Brodir soltó una carcajada.
—¡Ah! Tal vez… Dejaré que lo averigüe por sí solo.
La comida era buena y la compañía mejor aún. Brodir sacó un odre con vino del que Halli bebió de buena gana. Invadido por aquel inestable calor, escuchó los relatos sobre las aventuras de Svein que le contaba Brodir: sus correrías por el páramo, la matanza de dragones, los tres viajes al palacio del rey de los trows. Las historias le llenaban de satisfacción, como siempre, pero esa noche no pudo evitar un sentimiento de melancolía.

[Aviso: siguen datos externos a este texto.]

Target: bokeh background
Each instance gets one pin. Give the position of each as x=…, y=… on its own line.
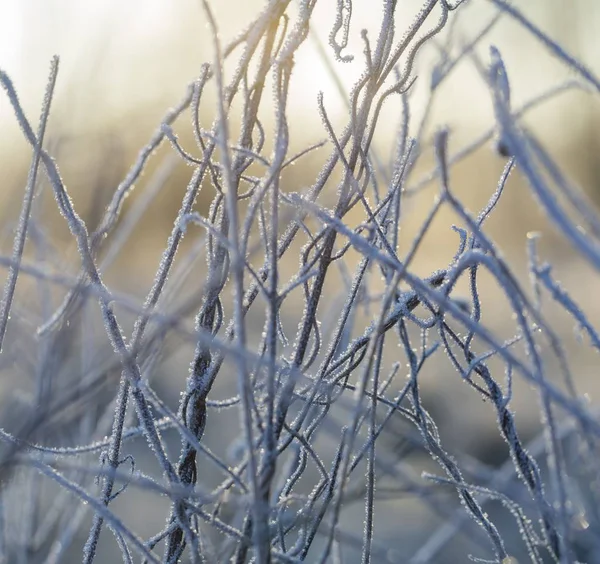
x=123, y=64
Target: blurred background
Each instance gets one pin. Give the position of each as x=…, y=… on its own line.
x=123, y=64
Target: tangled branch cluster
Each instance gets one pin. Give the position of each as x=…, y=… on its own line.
x=283, y=495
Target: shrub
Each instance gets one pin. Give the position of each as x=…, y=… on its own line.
x=327, y=418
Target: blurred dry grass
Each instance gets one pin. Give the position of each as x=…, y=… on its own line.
x=137, y=61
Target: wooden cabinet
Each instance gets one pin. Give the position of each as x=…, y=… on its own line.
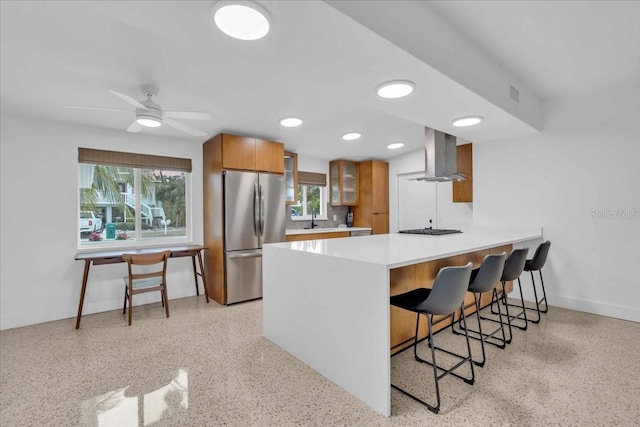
x=344, y=183
x=290, y=178
x=246, y=153
x=316, y=236
x=269, y=156
x=218, y=154
x=463, y=190
x=373, y=207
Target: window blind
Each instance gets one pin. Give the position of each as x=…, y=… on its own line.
x=312, y=178
x=132, y=160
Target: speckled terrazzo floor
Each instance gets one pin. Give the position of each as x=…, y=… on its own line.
x=212, y=367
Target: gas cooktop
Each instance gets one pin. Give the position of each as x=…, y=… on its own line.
x=430, y=231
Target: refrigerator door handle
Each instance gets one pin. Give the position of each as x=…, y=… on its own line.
x=246, y=255
x=256, y=209
x=261, y=211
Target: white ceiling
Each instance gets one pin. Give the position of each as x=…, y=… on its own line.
x=316, y=63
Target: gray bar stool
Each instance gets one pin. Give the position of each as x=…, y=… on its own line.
x=444, y=298
x=513, y=268
x=485, y=279
x=536, y=263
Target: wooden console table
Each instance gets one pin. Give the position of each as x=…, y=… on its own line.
x=113, y=257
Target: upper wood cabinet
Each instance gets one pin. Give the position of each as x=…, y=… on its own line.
x=463, y=190
x=246, y=153
x=238, y=152
x=290, y=178
x=344, y=183
x=269, y=156
x=373, y=207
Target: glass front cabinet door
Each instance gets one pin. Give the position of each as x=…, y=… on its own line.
x=344, y=183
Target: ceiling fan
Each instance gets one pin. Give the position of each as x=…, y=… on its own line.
x=150, y=114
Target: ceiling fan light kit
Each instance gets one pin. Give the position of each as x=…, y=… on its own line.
x=149, y=114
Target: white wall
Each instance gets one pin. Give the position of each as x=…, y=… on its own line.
x=448, y=214
x=40, y=280
x=586, y=158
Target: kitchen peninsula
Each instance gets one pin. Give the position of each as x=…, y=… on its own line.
x=326, y=302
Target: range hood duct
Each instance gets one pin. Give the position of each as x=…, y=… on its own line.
x=440, y=157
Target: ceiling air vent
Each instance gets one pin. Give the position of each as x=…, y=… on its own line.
x=514, y=94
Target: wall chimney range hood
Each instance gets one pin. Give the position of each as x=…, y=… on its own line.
x=440, y=157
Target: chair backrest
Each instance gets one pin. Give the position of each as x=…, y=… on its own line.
x=489, y=274
x=448, y=290
x=515, y=264
x=147, y=260
x=540, y=257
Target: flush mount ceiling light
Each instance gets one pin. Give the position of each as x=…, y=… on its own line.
x=240, y=19
x=351, y=136
x=291, y=122
x=467, y=121
x=395, y=89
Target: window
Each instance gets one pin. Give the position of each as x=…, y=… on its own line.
x=120, y=205
x=311, y=199
x=311, y=196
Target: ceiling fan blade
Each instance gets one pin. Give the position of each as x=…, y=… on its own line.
x=77, y=107
x=184, y=128
x=135, y=127
x=192, y=115
x=128, y=99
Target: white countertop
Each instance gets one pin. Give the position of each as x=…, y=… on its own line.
x=295, y=231
x=397, y=250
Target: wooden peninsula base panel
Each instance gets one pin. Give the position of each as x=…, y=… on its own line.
x=422, y=275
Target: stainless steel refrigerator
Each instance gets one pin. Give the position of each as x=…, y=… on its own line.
x=254, y=214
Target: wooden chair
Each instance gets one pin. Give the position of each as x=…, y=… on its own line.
x=139, y=282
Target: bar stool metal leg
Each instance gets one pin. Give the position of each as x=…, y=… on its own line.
x=435, y=409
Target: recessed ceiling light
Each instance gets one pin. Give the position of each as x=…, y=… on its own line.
x=291, y=122
x=467, y=121
x=350, y=136
x=240, y=19
x=148, y=121
x=395, y=89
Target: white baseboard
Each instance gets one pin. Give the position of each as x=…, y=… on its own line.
x=603, y=309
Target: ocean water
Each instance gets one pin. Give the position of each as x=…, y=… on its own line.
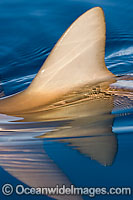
x=86, y=143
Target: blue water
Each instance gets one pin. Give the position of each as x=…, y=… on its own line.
x=28, y=32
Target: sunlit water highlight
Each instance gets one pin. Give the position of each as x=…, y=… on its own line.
x=85, y=140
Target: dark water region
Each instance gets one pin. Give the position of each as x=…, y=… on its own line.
x=87, y=142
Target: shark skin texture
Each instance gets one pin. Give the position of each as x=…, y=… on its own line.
x=76, y=60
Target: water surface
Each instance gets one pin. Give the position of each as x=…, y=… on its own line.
x=85, y=140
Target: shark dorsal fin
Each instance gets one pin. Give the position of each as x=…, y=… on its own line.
x=78, y=56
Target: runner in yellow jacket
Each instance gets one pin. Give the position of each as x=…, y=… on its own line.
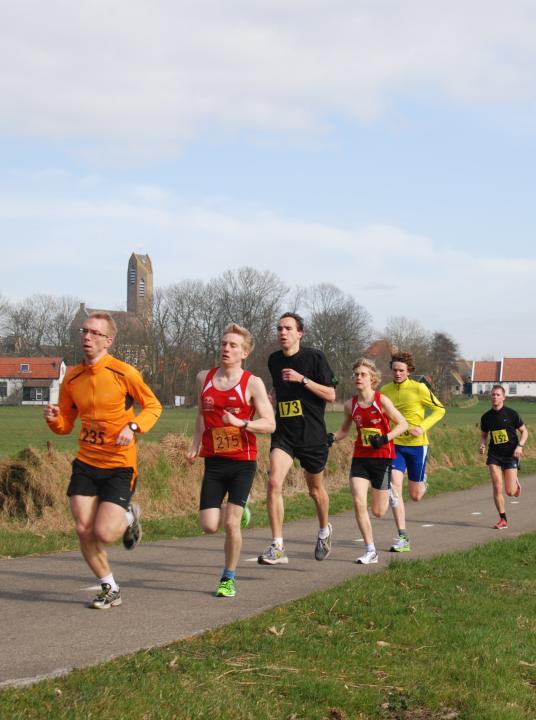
x=422, y=410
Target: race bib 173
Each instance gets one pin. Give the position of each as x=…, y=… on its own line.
x=290, y=408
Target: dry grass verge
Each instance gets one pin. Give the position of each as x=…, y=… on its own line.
x=32, y=487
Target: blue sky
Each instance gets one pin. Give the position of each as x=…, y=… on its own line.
x=385, y=147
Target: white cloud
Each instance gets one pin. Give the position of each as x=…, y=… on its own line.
x=139, y=76
x=80, y=247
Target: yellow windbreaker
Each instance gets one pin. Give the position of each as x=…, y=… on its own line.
x=412, y=398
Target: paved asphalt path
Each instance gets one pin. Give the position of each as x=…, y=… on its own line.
x=168, y=587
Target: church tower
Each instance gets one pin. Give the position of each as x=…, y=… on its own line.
x=140, y=287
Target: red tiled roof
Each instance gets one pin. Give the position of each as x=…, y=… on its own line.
x=379, y=348
x=38, y=367
x=519, y=370
x=486, y=371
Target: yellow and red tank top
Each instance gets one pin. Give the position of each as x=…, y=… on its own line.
x=371, y=421
x=226, y=440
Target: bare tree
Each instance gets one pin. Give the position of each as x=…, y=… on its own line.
x=340, y=327
x=58, y=328
x=409, y=336
x=443, y=361
x=255, y=300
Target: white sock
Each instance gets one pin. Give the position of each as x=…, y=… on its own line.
x=109, y=580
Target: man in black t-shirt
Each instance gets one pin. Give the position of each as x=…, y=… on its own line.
x=303, y=382
x=507, y=437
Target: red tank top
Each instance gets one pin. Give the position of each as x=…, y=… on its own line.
x=371, y=421
x=226, y=440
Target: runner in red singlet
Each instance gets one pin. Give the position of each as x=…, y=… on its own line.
x=229, y=397
x=374, y=450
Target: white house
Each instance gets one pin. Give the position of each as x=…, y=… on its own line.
x=30, y=380
x=516, y=375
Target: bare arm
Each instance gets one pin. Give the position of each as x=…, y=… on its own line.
x=199, y=427
x=342, y=432
x=60, y=418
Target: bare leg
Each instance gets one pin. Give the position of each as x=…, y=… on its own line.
x=317, y=491
x=359, y=488
x=97, y=523
x=379, y=502
x=495, y=473
x=399, y=512
x=210, y=520
x=510, y=481
x=280, y=464
x=417, y=490
x=233, y=535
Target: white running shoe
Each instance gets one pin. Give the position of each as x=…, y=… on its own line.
x=370, y=557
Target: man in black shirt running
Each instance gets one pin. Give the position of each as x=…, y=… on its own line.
x=303, y=382
x=502, y=424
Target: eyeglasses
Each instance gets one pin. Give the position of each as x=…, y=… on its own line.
x=93, y=333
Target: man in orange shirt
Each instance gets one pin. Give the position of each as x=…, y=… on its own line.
x=101, y=391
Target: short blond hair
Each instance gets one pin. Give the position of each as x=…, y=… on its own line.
x=103, y=315
x=375, y=374
x=248, y=343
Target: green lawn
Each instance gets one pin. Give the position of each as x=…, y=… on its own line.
x=21, y=427
x=446, y=639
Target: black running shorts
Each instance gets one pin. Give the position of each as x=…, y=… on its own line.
x=312, y=459
x=108, y=484
x=225, y=476
x=377, y=470
x=506, y=463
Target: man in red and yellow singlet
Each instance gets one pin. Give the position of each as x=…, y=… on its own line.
x=378, y=423
x=101, y=391
x=229, y=398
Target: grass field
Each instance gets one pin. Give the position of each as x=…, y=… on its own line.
x=21, y=427
x=446, y=639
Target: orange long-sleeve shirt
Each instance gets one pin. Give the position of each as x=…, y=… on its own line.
x=103, y=395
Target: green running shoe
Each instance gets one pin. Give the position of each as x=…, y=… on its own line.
x=400, y=544
x=226, y=588
x=246, y=517
x=273, y=556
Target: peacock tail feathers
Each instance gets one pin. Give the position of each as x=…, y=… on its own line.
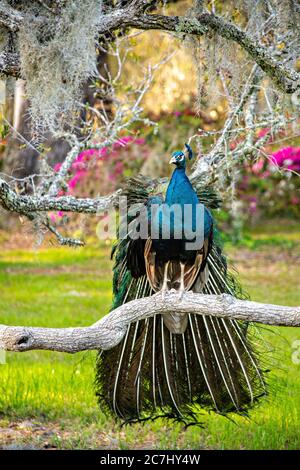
x=155, y=373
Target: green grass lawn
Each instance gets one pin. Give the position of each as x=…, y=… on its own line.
x=47, y=398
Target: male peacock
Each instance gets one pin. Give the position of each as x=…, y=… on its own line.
x=174, y=365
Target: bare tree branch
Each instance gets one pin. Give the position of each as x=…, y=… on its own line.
x=10, y=64
x=14, y=202
x=287, y=79
x=9, y=17
x=109, y=331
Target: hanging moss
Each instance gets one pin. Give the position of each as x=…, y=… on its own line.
x=57, y=55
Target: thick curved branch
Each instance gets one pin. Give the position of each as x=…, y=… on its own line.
x=287, y=79
x=14, y=202
x=109, y=331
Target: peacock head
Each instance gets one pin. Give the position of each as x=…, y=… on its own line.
x=179, y=157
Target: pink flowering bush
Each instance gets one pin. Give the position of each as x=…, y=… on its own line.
x=101, y=171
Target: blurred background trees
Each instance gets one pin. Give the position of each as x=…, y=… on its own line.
x=196, y=84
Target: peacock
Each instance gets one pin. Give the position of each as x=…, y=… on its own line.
x=175, y=365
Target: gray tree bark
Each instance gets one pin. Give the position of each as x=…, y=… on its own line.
x=109, y=331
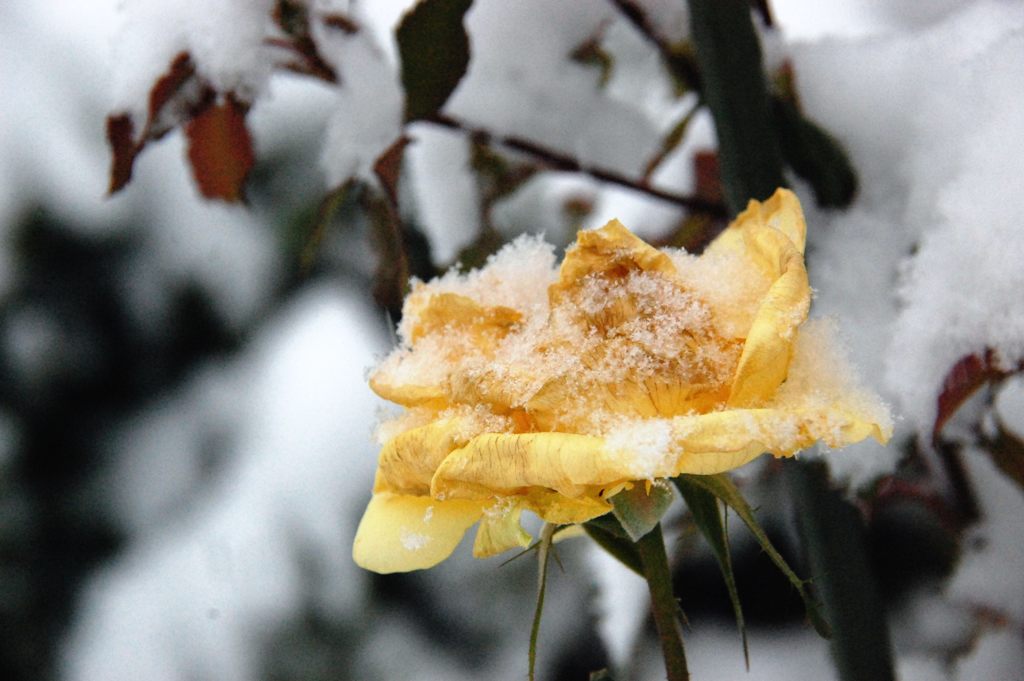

Al final dijo amargamente:
—Tío, a veces preferiría estar muerto y enterrado bajo las runas con los héroes. ¿Crees que desearlo está mal? Habría sido más feliz de haber vivido en esa época, hace mucho tiempo, cuando un hombre podía buscar fortuna de la manera que creía adecuada. Ahora no hay posibilidad de hacer nada. Incluso los trows están fuera de nuestro alcance.
—Entonces la audacia era una virtud —rezongó Brodir—. Ahora no lo es. Las mujeres del Consejo se han ocupado de eso. Pero te lo advierto: incluso en los tiempos de Svein los héroes eran considerados hombres inquietos. Solo empezaron a ser respetados después de muertos.
—¡La muerte sería preferible al destino que mis padres me han asignado! —Halli dio un fuerte puntapié con la bota y lanzó una rama al centro de la hoguera—. Padre me lo ha explicado más de una vez: debo esforzarme por aprender todas las tareas que requiere llevar una granja. Luego, cuando esté idiota de aburrimiento, me concederán una parcela propia que deberé atender hasta que me salgan canas y se me acabe la vida… Aunque reconozco que no lo dijo en esos términos.
Los dientes de Brodir brillaban a la luz del fuego. Bebió un trago de vino y dio una palmada al hombro de Halli.
—Lo que pasa, chico —dijo por fin—, es que tanto tú como yo somos los hijos segundos, y eso nos hace tener la impresión de que estamos de más. No heredaremos, como le ha sucedido a Arnkel y como le sucederá a ese idiota de Leif. Ni nos casaremos fácilmente, como hará Gudny, si es que da con alguien capaz de tragar con ese temperamento frío que tiene. ¿Qué vamos a hacer? ¿Adonde podemos ir? La frontera se halla dibujada en las cumbres, y un océano insoslayable nos detiene al final del río. No es de extrañar que seamos problemáticos.
Halli miró a su tío.
—¿Tú eras tan malo como yo?
—Oh, yo era bastante peor. —Brodir se rio—. Bastante peor. Ni te lo imaginas.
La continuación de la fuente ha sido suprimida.